Contre la Russie, les attaques sont plus âpres. Le grand-duc Nicolas, surtout, est honoré d’une haine incessante et multiforme. Hindenburg l’enserre de ses griffes, fatales comme le Destin, selon le caricaturiste de l’an dernier, détrompé aujourd’hui ; ou bien il est nommé généralissime des blessés alliés, comme ayant été le plus mutilé de tous ; ou enfin, assis à une table de jeu, il voit le râteau de la Mort, sinistre croupier, tirer, hors de ses mains vides, ses derniers hommes. Ces images, qui n’ont aucun sens réel, montrent pourtant la crainte que l’invasion russe inspire aux Allemands. Pour se défaire de ce cauchemar, ils comptent surtout sur la Révolution. Innombrables sont les images qui invoquent le peuple russe contre le Tsar, dans l’Ulk, dans le Wahre Jacob, dans le Kladderadatsch et jusque dans la Muskete de Vienne. D’où l’on voit que la parfaite tranquillité de la Russie doit être, aujourd’hui, l’une des plus amères désillusions du peuple allemand.

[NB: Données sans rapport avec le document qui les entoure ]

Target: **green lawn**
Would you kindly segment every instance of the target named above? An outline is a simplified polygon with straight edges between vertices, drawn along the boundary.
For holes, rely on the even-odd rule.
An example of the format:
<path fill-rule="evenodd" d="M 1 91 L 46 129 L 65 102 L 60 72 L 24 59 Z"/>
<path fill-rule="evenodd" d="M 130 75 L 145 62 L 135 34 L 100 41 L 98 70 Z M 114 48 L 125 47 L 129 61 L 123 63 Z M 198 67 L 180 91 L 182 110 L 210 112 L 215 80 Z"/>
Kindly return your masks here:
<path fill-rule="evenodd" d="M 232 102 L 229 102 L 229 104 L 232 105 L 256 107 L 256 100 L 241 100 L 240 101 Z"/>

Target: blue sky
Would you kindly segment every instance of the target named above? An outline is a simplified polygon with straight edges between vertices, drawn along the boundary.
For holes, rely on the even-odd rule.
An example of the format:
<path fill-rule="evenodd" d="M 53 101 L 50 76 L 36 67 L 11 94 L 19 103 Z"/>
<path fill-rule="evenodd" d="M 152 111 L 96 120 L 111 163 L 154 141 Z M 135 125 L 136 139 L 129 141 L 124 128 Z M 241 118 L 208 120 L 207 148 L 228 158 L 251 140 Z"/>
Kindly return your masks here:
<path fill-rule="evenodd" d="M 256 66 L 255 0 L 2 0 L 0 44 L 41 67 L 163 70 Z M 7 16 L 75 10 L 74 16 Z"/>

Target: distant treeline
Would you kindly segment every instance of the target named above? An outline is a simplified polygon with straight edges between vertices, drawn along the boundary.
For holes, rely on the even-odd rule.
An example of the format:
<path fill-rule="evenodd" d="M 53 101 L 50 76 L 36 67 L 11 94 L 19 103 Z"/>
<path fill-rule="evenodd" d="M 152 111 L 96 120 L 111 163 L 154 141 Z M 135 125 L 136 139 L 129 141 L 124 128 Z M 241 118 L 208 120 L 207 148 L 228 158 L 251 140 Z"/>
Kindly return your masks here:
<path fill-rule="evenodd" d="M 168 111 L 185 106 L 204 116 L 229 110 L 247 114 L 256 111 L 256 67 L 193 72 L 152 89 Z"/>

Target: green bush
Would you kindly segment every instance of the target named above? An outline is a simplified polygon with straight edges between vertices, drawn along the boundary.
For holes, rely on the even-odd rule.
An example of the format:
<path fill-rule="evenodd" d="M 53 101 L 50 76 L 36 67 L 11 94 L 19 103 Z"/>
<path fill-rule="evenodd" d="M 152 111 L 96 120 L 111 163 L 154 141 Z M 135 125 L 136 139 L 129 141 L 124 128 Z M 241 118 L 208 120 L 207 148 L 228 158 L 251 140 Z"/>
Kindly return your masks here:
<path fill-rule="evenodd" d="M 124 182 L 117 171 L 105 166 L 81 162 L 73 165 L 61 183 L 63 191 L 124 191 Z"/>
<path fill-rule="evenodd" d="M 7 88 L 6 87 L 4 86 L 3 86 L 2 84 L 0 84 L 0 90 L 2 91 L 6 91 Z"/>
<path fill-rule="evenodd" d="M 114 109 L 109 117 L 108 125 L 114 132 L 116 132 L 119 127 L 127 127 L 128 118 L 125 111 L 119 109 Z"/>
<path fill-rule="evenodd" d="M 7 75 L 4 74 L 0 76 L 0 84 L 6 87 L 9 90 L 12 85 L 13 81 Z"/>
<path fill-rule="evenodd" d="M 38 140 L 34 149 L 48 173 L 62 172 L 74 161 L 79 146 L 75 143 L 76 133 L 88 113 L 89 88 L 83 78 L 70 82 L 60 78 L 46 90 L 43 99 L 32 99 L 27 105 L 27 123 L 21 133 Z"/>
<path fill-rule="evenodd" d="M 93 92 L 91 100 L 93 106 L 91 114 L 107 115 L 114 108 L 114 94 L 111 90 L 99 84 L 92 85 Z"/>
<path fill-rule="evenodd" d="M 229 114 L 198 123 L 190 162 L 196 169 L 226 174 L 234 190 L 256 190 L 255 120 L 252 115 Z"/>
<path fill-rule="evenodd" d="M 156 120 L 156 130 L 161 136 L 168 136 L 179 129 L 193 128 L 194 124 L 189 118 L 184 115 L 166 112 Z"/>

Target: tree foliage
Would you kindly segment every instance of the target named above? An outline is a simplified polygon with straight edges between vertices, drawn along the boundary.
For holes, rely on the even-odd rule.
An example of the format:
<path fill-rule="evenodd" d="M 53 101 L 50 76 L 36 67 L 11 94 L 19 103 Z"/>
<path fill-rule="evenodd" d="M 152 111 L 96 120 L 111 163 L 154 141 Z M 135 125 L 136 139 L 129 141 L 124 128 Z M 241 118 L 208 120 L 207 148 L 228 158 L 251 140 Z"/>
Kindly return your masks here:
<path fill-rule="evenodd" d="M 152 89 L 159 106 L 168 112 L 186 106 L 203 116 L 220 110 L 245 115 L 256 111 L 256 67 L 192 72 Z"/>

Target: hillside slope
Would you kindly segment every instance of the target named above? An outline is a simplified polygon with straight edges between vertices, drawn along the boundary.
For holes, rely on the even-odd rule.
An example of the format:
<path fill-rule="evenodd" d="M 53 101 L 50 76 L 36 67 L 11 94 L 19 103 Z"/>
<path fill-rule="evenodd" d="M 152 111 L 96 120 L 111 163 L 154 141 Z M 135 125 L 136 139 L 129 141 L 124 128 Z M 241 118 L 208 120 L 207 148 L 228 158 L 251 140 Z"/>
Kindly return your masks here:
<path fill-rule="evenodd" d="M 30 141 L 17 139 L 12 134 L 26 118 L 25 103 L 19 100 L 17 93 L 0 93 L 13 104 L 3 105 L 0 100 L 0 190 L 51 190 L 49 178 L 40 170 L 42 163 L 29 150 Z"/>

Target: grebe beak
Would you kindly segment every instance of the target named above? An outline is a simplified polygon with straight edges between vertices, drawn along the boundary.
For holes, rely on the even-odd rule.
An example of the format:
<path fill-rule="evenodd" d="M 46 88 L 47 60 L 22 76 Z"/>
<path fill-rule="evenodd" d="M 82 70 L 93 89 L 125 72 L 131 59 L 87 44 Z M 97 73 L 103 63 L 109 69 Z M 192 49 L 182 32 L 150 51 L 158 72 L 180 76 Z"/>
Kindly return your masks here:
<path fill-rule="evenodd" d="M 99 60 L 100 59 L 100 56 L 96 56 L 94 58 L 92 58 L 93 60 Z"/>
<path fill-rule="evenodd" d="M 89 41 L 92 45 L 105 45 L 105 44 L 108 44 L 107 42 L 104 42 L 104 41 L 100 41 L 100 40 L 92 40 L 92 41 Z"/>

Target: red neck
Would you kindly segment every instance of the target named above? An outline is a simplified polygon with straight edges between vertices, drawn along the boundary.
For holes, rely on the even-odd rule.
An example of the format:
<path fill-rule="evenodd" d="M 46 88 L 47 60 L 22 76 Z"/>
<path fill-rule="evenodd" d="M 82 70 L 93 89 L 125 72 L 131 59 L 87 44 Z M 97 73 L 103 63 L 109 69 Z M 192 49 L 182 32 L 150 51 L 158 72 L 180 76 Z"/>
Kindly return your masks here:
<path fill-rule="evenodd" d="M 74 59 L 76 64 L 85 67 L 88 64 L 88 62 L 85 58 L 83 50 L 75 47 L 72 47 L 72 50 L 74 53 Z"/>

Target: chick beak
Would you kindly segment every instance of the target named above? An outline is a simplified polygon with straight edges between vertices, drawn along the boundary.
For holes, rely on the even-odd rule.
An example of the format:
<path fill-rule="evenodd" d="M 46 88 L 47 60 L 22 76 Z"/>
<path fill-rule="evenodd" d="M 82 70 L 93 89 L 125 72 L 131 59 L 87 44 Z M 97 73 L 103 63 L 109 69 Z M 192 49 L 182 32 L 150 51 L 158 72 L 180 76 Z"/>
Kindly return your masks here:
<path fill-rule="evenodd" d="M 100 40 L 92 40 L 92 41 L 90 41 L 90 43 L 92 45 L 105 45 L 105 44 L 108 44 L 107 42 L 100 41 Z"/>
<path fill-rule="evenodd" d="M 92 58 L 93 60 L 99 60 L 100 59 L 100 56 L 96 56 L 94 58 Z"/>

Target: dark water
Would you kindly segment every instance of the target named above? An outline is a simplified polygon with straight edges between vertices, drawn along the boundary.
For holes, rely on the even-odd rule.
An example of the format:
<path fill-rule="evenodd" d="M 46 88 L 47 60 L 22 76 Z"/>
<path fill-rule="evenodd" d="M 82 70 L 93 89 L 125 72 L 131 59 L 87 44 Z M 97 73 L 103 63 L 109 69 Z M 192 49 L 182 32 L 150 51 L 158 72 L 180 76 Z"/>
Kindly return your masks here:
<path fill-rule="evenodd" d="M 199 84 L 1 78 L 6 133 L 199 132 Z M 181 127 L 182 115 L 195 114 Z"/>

La Serbie est honorée d’une haine presque égale. Si l’esprit chevaleresque dominait jamais le monde, il y a un coin où l’on serait sûr, encore, de ne pas le rencontrer : ce serait l’Ulk, à Berlin. Ce journal a représenté un moribond, affaissé dans une petite voiture, avec, sur les genoux, une couverture brodée d’une couronne royale. Il est coiffé du képi serbe. Devant lui, debout, un gros homme, un hercule coiffé d’un fez, salue militairement : « Je ne sais pas si vous me reconnaissez, dit le Turc avec un gros rire, je suis l’Homme malade ! » L’Italie n’est pas mieux traitée. Ses dirigeans sont, d’ordinaire, montrés emboîtant le pas à un fou, chauve, couronné de lauriers, armé d’une lyre et qui les conduit aux abîmes... Depuis Lamartine, nul poète, assurément, n’avait été autant caricaturé que M. d’Annunzio.